プラッツ/nunuのブランドで発売された「トヨタセリカ ツインカムターボ TA64 1985 サファリラリー ウィナー」である。バッキリした直線基調のボディスタイルはサイズ以上の押し出し感で「いかにもクルマ!」というアウトラインを強調してくれる。何度でも書くが、nunuのカーモデルは現時点で世界最高レベルに迫る組みやすさだ。こう書いてしまうと身もフタもないのだが、タミヤのカーモデルに設計思想を似せているように感じる。組み立てや塗装で失敗しづらいように配慮されたパーツ分割、信じられないほど貼りやすいデカールはこのキットでも健在だ。

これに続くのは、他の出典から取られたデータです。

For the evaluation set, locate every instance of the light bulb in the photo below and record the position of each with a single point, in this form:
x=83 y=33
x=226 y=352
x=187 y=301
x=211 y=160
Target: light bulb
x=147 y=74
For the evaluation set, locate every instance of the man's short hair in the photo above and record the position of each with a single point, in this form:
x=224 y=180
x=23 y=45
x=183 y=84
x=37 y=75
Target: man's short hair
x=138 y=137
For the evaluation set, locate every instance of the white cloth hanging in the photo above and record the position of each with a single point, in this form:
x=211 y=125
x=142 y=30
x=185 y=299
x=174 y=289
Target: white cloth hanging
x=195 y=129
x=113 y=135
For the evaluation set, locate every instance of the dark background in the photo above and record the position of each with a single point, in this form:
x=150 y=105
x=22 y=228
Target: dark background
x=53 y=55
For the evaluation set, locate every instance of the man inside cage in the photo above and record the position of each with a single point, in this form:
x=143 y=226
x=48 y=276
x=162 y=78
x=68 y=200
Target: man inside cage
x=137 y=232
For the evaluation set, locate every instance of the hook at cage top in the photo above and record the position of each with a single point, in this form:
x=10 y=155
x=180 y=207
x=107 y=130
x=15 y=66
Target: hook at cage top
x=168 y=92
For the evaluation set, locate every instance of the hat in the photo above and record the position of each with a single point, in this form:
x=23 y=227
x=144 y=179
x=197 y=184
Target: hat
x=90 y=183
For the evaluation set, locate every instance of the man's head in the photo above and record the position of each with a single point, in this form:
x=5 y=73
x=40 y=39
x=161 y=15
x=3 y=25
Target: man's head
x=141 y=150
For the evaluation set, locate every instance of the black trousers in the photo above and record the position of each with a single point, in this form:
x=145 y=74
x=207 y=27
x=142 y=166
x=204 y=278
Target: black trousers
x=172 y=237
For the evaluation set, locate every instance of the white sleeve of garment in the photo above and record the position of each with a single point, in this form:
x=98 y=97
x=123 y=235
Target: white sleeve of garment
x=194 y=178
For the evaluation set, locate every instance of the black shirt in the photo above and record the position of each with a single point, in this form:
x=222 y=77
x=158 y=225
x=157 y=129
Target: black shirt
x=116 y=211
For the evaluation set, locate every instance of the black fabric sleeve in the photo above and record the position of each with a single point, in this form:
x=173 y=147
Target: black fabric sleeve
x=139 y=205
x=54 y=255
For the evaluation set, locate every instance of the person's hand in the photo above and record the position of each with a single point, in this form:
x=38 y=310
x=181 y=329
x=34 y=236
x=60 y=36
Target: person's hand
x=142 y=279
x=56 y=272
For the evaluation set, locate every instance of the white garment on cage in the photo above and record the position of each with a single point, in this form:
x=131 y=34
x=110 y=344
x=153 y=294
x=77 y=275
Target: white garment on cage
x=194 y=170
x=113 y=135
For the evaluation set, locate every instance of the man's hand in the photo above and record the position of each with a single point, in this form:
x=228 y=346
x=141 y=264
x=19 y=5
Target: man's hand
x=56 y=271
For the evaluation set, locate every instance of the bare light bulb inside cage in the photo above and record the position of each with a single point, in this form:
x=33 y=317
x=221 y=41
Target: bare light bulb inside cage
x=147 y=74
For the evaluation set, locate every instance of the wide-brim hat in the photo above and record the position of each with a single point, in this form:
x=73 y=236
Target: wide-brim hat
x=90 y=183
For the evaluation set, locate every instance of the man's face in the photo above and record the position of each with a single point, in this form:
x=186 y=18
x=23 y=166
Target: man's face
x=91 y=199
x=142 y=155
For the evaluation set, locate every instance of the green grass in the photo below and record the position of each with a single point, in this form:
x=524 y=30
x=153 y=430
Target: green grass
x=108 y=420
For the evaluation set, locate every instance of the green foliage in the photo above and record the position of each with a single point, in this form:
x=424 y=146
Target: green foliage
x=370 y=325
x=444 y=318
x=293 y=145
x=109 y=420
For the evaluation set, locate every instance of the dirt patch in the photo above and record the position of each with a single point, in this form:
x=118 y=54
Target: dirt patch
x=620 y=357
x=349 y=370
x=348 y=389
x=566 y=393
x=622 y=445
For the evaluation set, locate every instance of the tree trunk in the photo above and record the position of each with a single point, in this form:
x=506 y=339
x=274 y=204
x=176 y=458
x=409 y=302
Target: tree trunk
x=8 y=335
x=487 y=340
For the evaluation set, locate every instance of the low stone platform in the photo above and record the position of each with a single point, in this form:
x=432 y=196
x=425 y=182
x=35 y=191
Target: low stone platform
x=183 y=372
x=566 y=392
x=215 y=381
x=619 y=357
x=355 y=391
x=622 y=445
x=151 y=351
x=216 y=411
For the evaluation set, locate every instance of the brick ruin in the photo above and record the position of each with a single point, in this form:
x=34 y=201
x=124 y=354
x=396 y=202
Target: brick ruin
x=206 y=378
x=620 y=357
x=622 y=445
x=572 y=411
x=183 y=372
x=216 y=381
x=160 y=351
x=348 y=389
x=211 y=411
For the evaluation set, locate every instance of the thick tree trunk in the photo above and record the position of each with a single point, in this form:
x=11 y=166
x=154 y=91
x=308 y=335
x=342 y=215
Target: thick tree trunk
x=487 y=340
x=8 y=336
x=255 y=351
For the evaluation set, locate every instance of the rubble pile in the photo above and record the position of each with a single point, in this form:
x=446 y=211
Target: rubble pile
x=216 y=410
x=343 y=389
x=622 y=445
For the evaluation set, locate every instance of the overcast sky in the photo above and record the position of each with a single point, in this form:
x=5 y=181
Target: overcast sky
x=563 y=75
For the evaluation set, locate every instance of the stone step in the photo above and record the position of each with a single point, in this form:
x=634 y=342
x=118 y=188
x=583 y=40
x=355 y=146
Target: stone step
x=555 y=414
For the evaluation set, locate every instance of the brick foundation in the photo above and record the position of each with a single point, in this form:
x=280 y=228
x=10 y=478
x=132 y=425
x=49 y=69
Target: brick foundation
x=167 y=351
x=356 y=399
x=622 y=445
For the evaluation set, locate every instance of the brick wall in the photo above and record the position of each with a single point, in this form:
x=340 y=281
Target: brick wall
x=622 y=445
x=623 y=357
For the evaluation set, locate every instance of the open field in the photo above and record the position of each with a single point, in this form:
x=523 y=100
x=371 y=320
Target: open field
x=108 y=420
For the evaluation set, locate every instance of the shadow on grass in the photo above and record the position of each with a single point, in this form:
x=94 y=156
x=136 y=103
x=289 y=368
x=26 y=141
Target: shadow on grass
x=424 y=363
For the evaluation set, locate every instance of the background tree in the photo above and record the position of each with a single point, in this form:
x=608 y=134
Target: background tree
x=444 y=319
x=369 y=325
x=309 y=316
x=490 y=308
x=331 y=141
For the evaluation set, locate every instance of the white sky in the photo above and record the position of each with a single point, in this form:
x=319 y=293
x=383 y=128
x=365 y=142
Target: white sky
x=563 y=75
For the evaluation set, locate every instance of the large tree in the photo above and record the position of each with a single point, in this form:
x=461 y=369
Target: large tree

フロントガードはサファリの証!クルマの顔面にアメフト選手のような屈強さがプラスされて非常にいい。ラリーカーだから前方にたくさんのライトが取り付けられるのも素敵だ。ライトケースは白、内部のリフレクターはメッキパーツ、レンズは透明で用意されているから、ほとんど貼るだけで「設定通り」になるのもうれしい。

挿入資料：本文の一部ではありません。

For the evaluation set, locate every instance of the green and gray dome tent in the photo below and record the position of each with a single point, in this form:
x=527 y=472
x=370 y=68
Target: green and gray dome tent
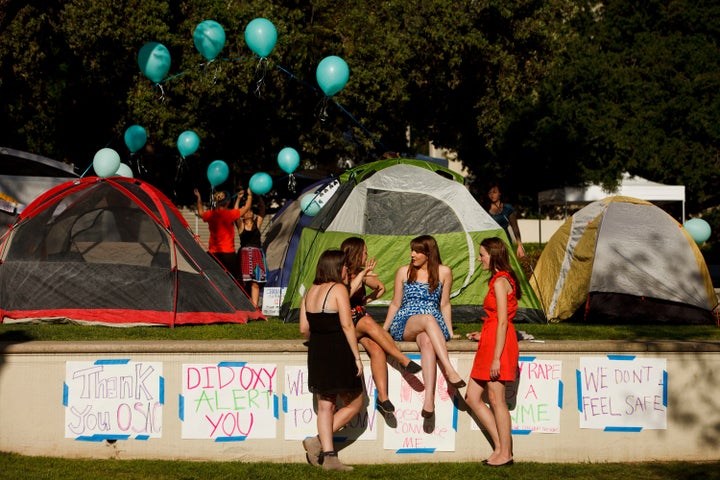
x=624 y=260
x=390 y=202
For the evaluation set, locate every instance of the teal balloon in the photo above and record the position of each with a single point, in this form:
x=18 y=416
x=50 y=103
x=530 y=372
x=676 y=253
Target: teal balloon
x=124 y=171
x=332 y=75
x=154 y=61
x=699 y=229
x=260 y=183
x=209 y=38
x=135 y=138
x=309 y=205
x=106 y=162
x=188 y=143
x=217 y=173
x=261 y=36
x=288 y=159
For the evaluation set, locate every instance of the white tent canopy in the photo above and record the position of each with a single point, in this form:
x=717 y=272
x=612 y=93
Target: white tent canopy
x=630 y=186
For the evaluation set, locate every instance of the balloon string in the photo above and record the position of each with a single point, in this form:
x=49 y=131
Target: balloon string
x=374 y=139
x=138 y=163
x=260 y=72
x=321 y=109
x=162 y=92
x=179 y=168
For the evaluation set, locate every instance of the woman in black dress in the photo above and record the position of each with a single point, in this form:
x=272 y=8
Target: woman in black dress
x=334 y=365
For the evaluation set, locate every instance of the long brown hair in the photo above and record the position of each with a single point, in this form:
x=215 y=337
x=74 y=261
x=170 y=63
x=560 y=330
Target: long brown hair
x=426 y=245
x=353 y=248
x=329 y=268
x=500 y=260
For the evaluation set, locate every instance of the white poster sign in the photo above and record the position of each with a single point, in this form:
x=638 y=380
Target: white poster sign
x=229 y=401
x=413 y=433
x=113 y=400
x=539 y=397
x=622 y=393
x=272 y=299
x=301 y=418
x=535 y=398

パーティングライン(パーツ表面に見られる金型同士が合わさる線の名残)はほんの少しだけバリっぽく、毛羽立っているところもあるが、これはスポンジヤスリやデザインナイフでひと撫ですれば解決する問題だ。
ボディと内装は白、それ以外のメカニカルな部分は黒のプラスチックとなっているのもすごくいい。カーモデルというのはチマチマ塗装して慎重に組み上げなければいけないからちょっと難しそうだ……と思っている人にも胸を張っておすすめできる。塗らずに組んでも、それっぽくなる……というのはキャラクターモデルだけの特権ではない。

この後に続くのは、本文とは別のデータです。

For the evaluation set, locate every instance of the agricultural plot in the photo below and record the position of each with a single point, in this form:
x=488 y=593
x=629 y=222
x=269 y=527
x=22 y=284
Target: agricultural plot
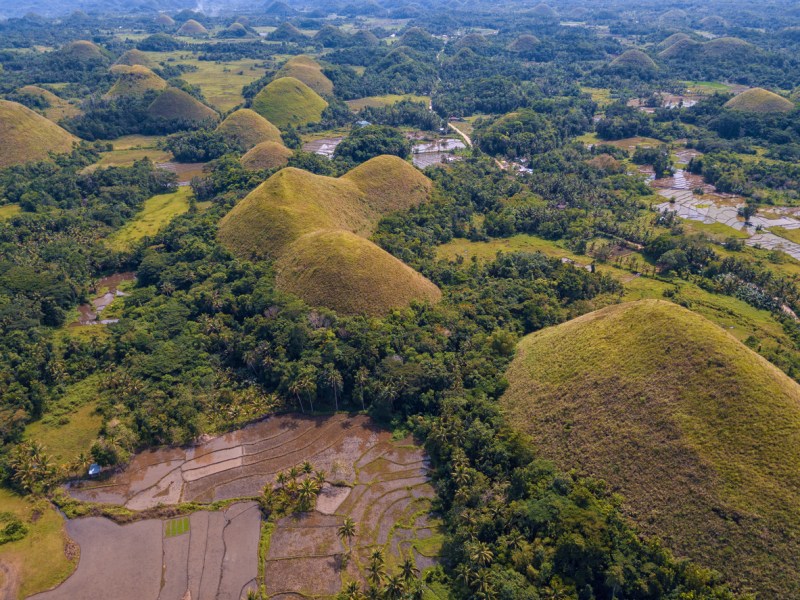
x=206 y=555
x=382 y=484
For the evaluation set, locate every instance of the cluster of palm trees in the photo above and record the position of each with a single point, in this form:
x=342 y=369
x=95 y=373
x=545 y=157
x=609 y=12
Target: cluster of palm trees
x=404 y=585
x=298 y=486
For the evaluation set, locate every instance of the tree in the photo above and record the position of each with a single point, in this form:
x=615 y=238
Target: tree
x=334 y=380
x=347 y=531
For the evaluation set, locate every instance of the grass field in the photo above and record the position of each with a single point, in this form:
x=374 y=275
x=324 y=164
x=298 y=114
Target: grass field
x=638 y=390
x=9 y=210
x=222 y=82
x=387 y=100
x=158 y=211
x=71 y=425
x=126 y=158
x=38 y=561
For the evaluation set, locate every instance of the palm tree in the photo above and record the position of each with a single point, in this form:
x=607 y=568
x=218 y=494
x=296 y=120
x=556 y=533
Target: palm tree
x=409 y=571
x=334 y=380
x=347 y=531
x=395 y=587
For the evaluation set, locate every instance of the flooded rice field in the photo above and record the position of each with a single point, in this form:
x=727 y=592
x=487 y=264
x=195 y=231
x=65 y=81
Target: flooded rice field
x=89 y=314
x=427 y=153
x=715 y=207
x=324 y=147
x=380 y=482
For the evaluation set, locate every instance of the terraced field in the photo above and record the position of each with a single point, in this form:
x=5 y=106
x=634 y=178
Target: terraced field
x=381 y=483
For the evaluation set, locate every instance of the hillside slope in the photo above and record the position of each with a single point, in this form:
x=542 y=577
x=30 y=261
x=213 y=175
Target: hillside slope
x=28 y=136
x=313 y=227
x=697 y=432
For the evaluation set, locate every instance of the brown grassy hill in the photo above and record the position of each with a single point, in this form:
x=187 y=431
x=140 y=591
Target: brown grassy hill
x=759 y=100
x=174 y=104
x=135 y=57
x=309 y=71
x=245 y=128
x=192 y=28
x=58 y=109
x=697 y=432
x=350 y=275
x=266 y=155
x=134 y=82
x=284 y=219
x=28 y=136
x=288 y=101
x=83 y=51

それに加えて、カチッとした彫刻のサスペンションと、いかにも布でできていますという柔らかそうなパーツの対比もまた良い。何も考えずにカーモデルを貼って、おおクルマの形になってきたぞ……とほくそ笑むのもいいものだ。
説明書には「半ツヤの黒で塗るべし」という指示が何箇所も登場する。確かにシートやダッシュボード、内装の黒い部分は黒くなっていたほうが気分が盛り上がる。もしあなたが筆一本を持っているのなら、半ツヤの黒を一本買ってきてサラサラと塗ればいい。ツヤあり、ツヤ消しを揃えて……とやらんでも、まず黒いところが黒くなっているということが嬉しい。筆塗りならマスキングだっていらない。必要なところにだけ、黒をそっと乗せればOK。
nunuのカーモデルを作るときは、だいたい黒一本でどうにかなる……と思っている。完成後に室内を覗き込んでまじまじとその出来栄えを観察するのではなく、ガバっと全体の印象を楽しむのなら多少よれよれしていても気にならない。ムラも、はみ出しも、あなたがプラモを作った証だ。それより何より、ボディを覆うカラフルなデカールを根気よく貼ることが「ラリーカーらしさ」を演出するための主要なカロリー消費先に違いない。
塗装指示は「実物はこんな色ですよ」という提案にすぎない。オレが色を付けたいのはこのパーツとこのパーツ。全部黒でヨシ、あとはボディーワークを楽しみ、サファリへドライブするぞ!と決意しちゃえば、ほら、案外大丈夫。イージーに、肩の力を抜いたってきっとカッコいい姿を見せてくれるのが、nunuのプラモ。最後に土埃の色を塗りたくってもいい。作りながら寄り道して、思わぬところにたどり着くかもしれないのがラリーカー作りの楽しさなのだ。